IN the FX markets it is currently a case of betting on hung parliament fears in the UK or troubles in the Eurozone. Greek debt concerns continue to cause weakness in the euro, which has plunged towards the £0.86 level. From here the pair could go either way. If you’re expecting further downside for the euro then sell in to rallies around £0.8720 – Spread Co offers euro-sterling at £0.8686-£0.8688.

On the other hand, if the Greek debt crisis comes under some form of control and the hung parliament fears materialise then any euro weakness could prove to be short-lived and any reversion has the potential to happen quickly. IG Index is quoting the euro-sterling 8,800 call, which expires the day after the election at 19/27. However, the euro is expected to remain weak against the dollar. Euro-dollar hit a new 12-month low around the $1.3300 level. There are few euro bulls left and so bears will look to test lows around $1.3200 and then onto the major $1.3000 level. Capital Spreads quotes $1.3315-$1.3316.

The Aussie dollar climbed to two-year highs against the yen earlier this week but once again found resistance around the ¥87.50 level. Those looking to short Aussie-yen should wait for a break of the ¥85.50 level, those looking to go long should wait for a pull back to the ¥82.00 level or a break of the ¥88.00 level. Spread Co offers a spread of ¥86.68-¥86.72.

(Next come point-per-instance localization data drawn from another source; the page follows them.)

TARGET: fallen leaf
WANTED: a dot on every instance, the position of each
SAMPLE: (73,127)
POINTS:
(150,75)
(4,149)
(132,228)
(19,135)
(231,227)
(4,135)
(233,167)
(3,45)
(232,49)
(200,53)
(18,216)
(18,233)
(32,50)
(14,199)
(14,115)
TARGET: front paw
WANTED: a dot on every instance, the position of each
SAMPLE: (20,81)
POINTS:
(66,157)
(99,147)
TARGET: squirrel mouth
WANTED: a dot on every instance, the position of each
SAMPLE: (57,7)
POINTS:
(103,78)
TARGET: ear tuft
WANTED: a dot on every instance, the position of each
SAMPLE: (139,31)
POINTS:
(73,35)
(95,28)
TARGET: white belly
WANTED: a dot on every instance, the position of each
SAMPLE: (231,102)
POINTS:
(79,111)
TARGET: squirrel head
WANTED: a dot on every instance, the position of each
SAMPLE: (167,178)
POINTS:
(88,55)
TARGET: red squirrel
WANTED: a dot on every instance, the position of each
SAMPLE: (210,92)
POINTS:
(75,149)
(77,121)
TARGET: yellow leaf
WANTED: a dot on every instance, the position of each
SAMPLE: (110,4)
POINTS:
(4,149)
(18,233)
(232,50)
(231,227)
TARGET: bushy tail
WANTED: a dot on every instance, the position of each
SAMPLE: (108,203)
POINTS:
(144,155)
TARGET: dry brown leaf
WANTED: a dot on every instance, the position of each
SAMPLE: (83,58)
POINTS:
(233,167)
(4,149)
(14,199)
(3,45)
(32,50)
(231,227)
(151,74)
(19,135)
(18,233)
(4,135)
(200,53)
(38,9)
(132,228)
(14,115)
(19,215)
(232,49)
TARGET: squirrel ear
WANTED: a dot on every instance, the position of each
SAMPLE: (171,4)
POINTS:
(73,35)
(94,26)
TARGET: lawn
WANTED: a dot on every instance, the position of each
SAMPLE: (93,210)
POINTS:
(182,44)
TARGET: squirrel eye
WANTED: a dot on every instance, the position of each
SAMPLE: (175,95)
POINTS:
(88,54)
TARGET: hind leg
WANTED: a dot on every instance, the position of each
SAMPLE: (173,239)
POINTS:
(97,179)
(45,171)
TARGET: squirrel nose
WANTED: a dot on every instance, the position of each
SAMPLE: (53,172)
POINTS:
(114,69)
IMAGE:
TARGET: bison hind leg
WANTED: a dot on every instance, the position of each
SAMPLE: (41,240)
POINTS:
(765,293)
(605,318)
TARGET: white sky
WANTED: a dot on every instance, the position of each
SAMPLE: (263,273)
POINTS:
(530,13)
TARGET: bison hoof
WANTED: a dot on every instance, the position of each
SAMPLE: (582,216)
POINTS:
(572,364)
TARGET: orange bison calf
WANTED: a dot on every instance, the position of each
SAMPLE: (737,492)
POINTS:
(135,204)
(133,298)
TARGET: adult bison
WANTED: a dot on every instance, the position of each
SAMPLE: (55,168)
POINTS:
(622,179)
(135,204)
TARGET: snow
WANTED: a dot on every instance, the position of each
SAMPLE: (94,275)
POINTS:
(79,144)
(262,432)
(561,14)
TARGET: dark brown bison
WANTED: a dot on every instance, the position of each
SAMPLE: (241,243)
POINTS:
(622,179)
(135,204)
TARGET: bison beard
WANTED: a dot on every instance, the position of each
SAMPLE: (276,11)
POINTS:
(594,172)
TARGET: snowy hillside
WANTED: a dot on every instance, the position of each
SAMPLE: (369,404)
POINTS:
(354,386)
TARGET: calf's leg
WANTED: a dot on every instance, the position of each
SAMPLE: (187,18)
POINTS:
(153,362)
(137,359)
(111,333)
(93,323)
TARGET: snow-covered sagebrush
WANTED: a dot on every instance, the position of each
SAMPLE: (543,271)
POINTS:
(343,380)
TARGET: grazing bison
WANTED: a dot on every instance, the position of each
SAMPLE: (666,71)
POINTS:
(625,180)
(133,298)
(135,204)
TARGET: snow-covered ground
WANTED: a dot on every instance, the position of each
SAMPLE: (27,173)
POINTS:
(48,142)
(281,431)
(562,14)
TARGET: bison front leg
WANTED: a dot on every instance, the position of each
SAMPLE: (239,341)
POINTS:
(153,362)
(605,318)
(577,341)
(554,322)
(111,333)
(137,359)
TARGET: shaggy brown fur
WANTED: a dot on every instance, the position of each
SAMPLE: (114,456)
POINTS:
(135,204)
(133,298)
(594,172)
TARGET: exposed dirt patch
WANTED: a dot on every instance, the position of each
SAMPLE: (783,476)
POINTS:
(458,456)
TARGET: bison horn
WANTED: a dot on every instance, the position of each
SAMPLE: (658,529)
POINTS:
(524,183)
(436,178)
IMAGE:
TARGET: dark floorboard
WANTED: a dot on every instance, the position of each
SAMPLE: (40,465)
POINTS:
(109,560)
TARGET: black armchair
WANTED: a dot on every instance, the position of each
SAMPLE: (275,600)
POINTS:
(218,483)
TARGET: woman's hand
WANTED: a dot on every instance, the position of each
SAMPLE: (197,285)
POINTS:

Last month’s hike in Australian interest rates has seen a rise in Aussie-dollar but the series of declining highs since mid-April suggests momentum may be waning. The recent slide in commodity prices could signal further losses away from the US$0.9310 area and test support at US$0.9170. Sell on rallies back to US$0.9310 with a target of US$0.9100. CMC Markets’ spread is US$0.9248-US$0.9250.

A play for the brave would be to sell Aussie dollar to buy Indian rupee. The Indian central bank will look to aggressively move rates higher when the Australian rate cycle looks like it has peaked. Currencies Direct has a forward price of R41.06.